I’m a sucker for a good turn of phrase. The best are aphorisms, blending brevity and cogency with the captivating mysticism of future seers. A good line is deliciously catchy, sticking because of the way it sounds and the way it feels — both seductive. These lines are also rare and not often invented, given the limitations of our relatively overwrought language. Once a good phrase is turned, it’s used into oblivion. Hence our obsession with quotation books and our writing professors’ disdain for clichés. We’re but sheep when it comes to good bits of word and thought. We steal them and run with them.
Such was the case with a phrase that met my glance on the movie screen at a midnight showing recently. As I recall it, a napkin sourced from the 1980’s floated across the screen, barely visible in the snazzy milieu of a penthouse bar scene. The napkin asked in a whimsical serif font: “Why not live a big life?” I stared quizzically at the interrogative napkin as it faded from view. Why not live a big life? Six of the English language’s most popular words of four or fewer letters combined to disarm.

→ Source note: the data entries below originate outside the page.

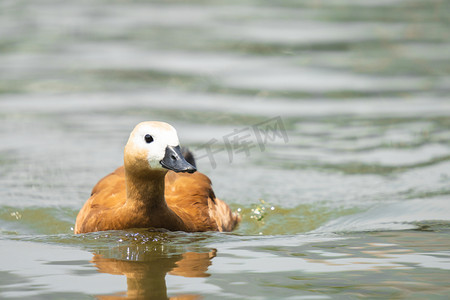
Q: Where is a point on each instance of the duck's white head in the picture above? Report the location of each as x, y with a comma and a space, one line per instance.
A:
155, 146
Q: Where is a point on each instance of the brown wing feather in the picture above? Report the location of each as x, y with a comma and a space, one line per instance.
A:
190, 196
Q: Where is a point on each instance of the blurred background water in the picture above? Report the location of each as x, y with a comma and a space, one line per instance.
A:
353, 203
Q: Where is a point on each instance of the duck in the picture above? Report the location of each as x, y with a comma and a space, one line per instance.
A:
157, 188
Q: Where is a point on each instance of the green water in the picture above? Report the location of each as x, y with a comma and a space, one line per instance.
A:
351, 202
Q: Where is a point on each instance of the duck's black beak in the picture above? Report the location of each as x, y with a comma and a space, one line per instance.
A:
175, 161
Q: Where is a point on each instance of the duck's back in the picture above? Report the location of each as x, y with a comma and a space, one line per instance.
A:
190, 196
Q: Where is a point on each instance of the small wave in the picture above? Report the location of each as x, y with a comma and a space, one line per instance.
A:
404, 215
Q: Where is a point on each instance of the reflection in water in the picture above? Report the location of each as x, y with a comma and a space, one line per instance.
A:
146, 269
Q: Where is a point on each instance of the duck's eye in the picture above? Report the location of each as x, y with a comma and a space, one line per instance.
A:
148, 138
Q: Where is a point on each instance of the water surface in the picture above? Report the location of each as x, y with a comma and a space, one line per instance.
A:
351, 200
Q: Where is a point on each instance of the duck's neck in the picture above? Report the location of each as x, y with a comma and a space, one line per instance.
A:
146, 202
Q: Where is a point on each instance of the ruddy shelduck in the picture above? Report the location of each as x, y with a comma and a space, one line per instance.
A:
155, 188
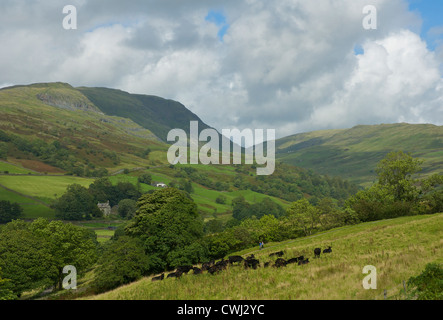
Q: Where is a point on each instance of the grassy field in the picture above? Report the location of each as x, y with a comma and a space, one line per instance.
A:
44, 188
353, 153
398, 248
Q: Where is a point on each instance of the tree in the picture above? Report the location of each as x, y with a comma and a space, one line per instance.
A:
240, 208
395, 171
123, 261
127, 208
428, 285
68, 244
6, 292
303, 216
24, 258
221, 199
166, 221
9, 211
76, 204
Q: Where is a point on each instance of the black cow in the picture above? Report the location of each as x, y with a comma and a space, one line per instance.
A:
252, 263
197, 270
184, 269
207, 265
215, 269
233, 259
159, 278
222, 263
176, 274
280, 262
278, 254
292, 260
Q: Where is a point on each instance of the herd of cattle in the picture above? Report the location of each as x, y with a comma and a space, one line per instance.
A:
213, 267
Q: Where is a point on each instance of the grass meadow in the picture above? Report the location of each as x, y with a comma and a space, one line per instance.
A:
398, 248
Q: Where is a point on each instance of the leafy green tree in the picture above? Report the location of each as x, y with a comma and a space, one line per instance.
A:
25, 258
127, 208
428, 285
395, 171
6, 292
166, 221
68, 244
221, 199
9, 211
240, 208
123, 261
76, 204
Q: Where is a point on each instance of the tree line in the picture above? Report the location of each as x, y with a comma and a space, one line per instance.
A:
167, 230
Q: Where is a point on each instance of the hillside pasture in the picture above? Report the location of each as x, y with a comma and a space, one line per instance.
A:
398, 248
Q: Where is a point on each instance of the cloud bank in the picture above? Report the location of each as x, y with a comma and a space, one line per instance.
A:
289, 65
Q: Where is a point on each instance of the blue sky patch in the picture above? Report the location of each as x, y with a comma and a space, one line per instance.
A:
431, 12
219, 19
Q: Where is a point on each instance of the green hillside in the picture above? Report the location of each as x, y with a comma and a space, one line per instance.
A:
398, 248
158, 114
353, 153
54, 128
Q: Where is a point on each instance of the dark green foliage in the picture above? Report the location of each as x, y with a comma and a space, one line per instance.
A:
127, 208
428, 285
166, 221
396, 193
33, 255
221, 199
6, 292
123, 261
9, 211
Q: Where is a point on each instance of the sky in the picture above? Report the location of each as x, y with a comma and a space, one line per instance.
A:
289, 65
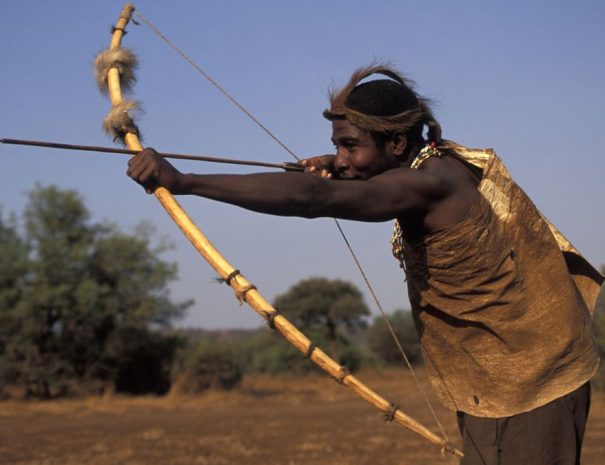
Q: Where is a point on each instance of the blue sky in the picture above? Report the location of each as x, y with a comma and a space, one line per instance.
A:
526, 78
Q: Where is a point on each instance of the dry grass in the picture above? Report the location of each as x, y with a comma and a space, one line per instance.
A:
269, 421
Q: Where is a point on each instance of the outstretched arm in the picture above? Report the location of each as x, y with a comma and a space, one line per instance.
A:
380, 198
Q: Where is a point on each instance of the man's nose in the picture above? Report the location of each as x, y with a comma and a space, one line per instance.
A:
341, 163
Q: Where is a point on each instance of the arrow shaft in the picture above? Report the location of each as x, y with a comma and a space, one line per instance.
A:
179, 156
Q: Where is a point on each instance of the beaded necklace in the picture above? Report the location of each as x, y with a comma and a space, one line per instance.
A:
397, 239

Determined not to let the phrase escape, I mouthed it silently and tucked it into a crevice of my cranium, hiding it safely so I would investigate its source, origins, and usage in popular culture as soon as I returned home. I was sure it was a popular turn of phrase from literature, some gangster movie I hadn’t seen like the Godfather, or even just traditional New Year’s eve motto fodder (hence the napkin) to which I had somehow never been exposed. Once home in the silence of night, I plied Google for meaning:
“Why not live a big life?”
The browser spun for a moment, racking its googolplex brain. Resounding emptiness greeted me much like a great big shrug from the Information Age. Literally, the query returned nothing, save for a rogue product listing from a site that looked manufactured for search spam. No answer to my question! In disbelief, I typed the phrase again, this time sans question mark. And a third time, in disbelief. Again, hollowness from the great big Google machine, the enormous neural network, which indexes billions of disparate texts, thoughts, and communications that originate from millions of sources. Since Google’s founding in the late 1990’s, nearly everything that’s been thought or said since then exists on Google’s servers. Even most academic and cultural utterances from before Google’s founding are known entities to the search machine — it scans everything we upload or reference via text or multimedia from any point in our human history. Google itself is spearheading projects like Book Search and Library Project to incorporate the entire corpus of human knowledge into its index. It is likely, then, that Google should have a match for nearly every permutation and combination of words out there. And indeed, it’s true. Google’s omnipotence has become something of a game to challenge with googlewhacking, a search fetishist’s sport for identifying 2-word search queries for which Google presents only a single result. The pile of these — ‘squirreling dervishes’ ‘inculcating skullduggery’ ‘fibbertigibbet boogers’ are delightful for their absurdity and their confirmation that save for the deliberately fictional, Google knows everything. It is the Bureau of Information for the great state of Humanity.
So, why would it be that such a simple turn of phrase — an everyman’s interrogative synonym for carpe diem — returns no listings, especially if seems to have already proven its worth strongly enough to be published on a napkin? If it merited material manufacture, it ought to merit digital age usage, right? For that, all I can give you is another great big helpless shrug. Some have suggested that its grammatical impropriety may be to blame. My response is that syntax hasn’t silenced human language ever before, particularly not in today’s unguarded digital parlance. And besides Google counts tens of thousands who are already “living a big life.” The throwing-caution-to-the-wind expressionism is what’s new. We have a gleaming discovery on our hands and I’m unable to explain why.
Now by offering the wisdom to you and Twitter and Tumblr and Facebook and therefore Google’s hungry bowels, I am destroying our axiom’s rarity. I thought of encoding the magical phrase as a jpg so as not to unleash the text into the search engine, but it seemed like an attempt to control something which won’t be controlled — expression. Because this is one of the simplest and most beautiful instances of expression I’ve felt in awhile, I’d like to share it.
So, enjoy the aphorism while its usage is still nil. It may be the last simple wisdom that is yet unspoken in our digital age.